I realized it’s been a while since I’ve posted info from the book. I’m slowly nearing the end of Parker’s book and am debating what to do once I’ve finished it. Go on to another book? Just keep writing my life? I’m not sure yet. If you have a preference, let me know in the comments. The main reason I choose to start the blog by discussing topics in the book was to give me a place to turn when I needed a bit of inspiration on what to write about. Yet, I find that hasn’t been a problem as often as I’d expected it to be.

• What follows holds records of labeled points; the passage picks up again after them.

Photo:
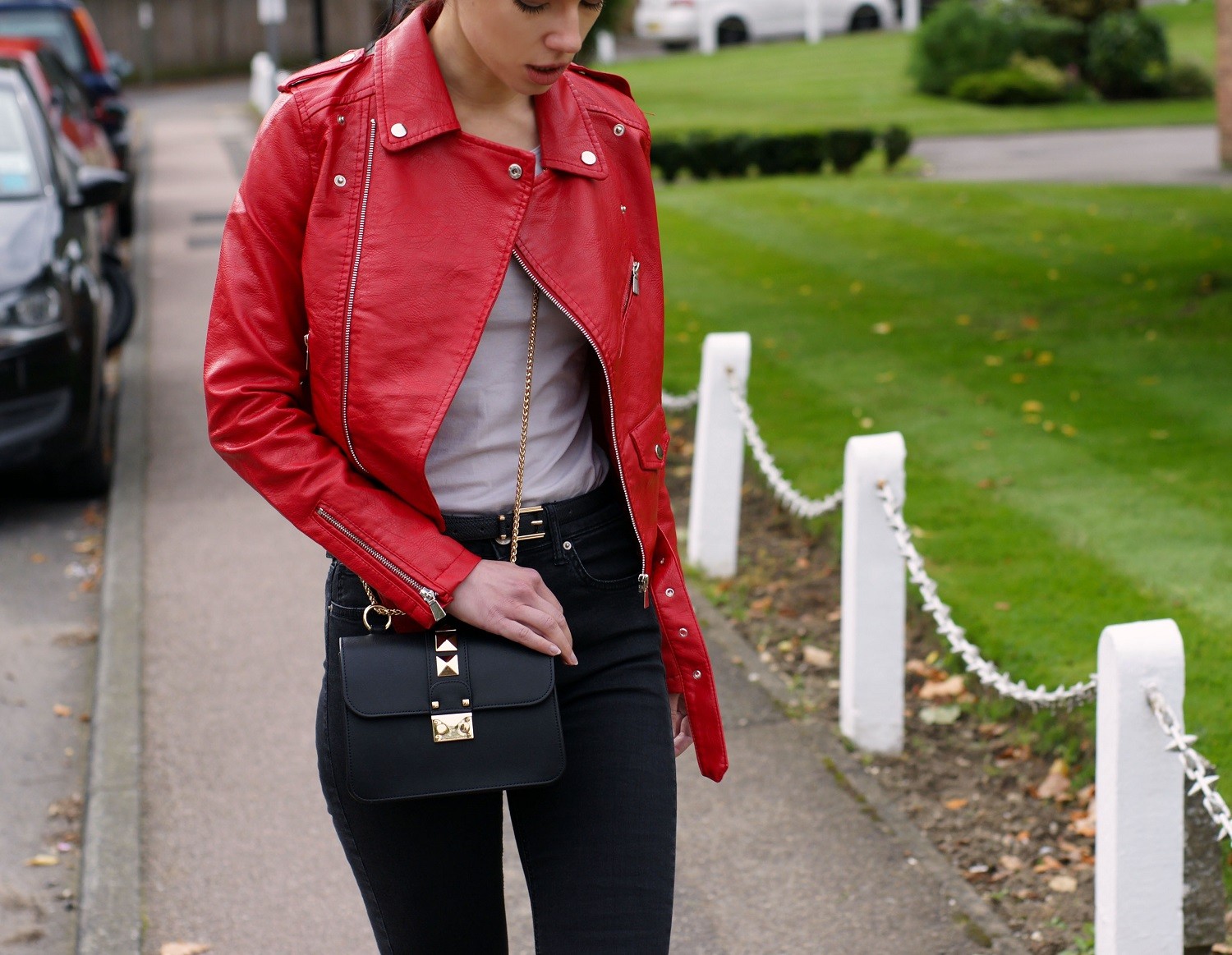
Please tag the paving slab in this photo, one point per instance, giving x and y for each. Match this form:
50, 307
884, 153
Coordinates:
238, 849
1160, 155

Tomorrow night, I’m going to have a shot to apply my new networking tips (more tips here) again. Keep your fingers crossed for me. I’ve signed up to attend a networking event from 6-10. That seems to me to be a long time – four whole hours! but I’m going to go and give it my best shot. Parker has a few tips for preparing for these events:

- Set a few goals before the meeting: My goals for tomorrow night are simple. I hope to meet at least a few new people, exercise my growing networking muscle, and show myself yet again that the walls won’t fall down if I’m not there to hold them up. I’ll be very happy with the evening if by the end of the night I have one prospect and I’ve met at least three people–which shouldn’t be impossible for a four hour event.

-Have a supply of business cards conveniently at hand: I recently had mine printed, so I have a whole box. Tonight before I go to bed I’ll pack a handful (or more) in my purse for tomorrow.

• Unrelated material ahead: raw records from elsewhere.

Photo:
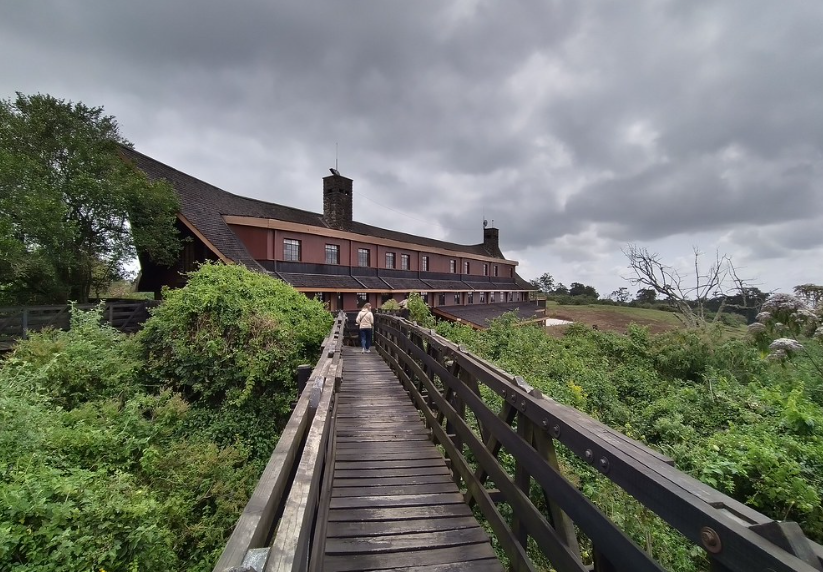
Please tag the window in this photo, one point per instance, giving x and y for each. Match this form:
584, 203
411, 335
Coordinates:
332, 254
363, 257
291, 250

-Put out samples or brochures if appropriate: I don’t think it’s appropriate for this particular event. However, I am reviewing my portfolio in my head, and thinking about assignments I’ve done previously so that if someone asks about examples of my work, I can talk about one or two in-depth, and in a way that makes them sound interesting.

-Prepare a short description of your business in case public introductions are called for. Be sure to include something listeners will remember: Essentially, this should be my elevator pitch. I feel a little dumb because I don’t really have an elevator pitch (creating one should be one of the first marketing steps any individual takes), but I’m working on it; after I put up this post, that’s my other goal for tonight. Writing, editing and polishing a elevator pitch.

-Avoid talking or sitting only with people that you know: This definitely won’t be a problem, since I don’t know anyone at the event. I am, however, going to browse through the list of people who’ve RSVPed tomorrow during my lunch break, and see if there are any people in particular I’d be interested in meeting.

-Spend enough time with each person you meet to learn something about that individual: For any person I meet, the goal is to find out at least three things about them; then, once I’ve finished talking to them, to jot those three things down on the back of their business card (or in a small notebook that I carry in my purse) so that I can remember those points later. I have a horrible memory, and it’s only worse when I’m meeting a bunch of people all at once.

-Follow up on good prospects within a week: My goal is to meet at least one prospect, and I’ll probably follow up with them by next Tuesday (since Monday is memorial day); the way I see it, it’s sort of like that unwritten dating rule: if you follow up too soon, you’ll see desperate. If you wait too long, you’ll seem uninterested. The trick is to be in the middle. Maybe that’s silly, but that’s just how my brain works.

I’ll be sure to let you know how the event tomorrow goes!

*Items above in italics are points Parker made in Chapter 8 – Selling Your Services.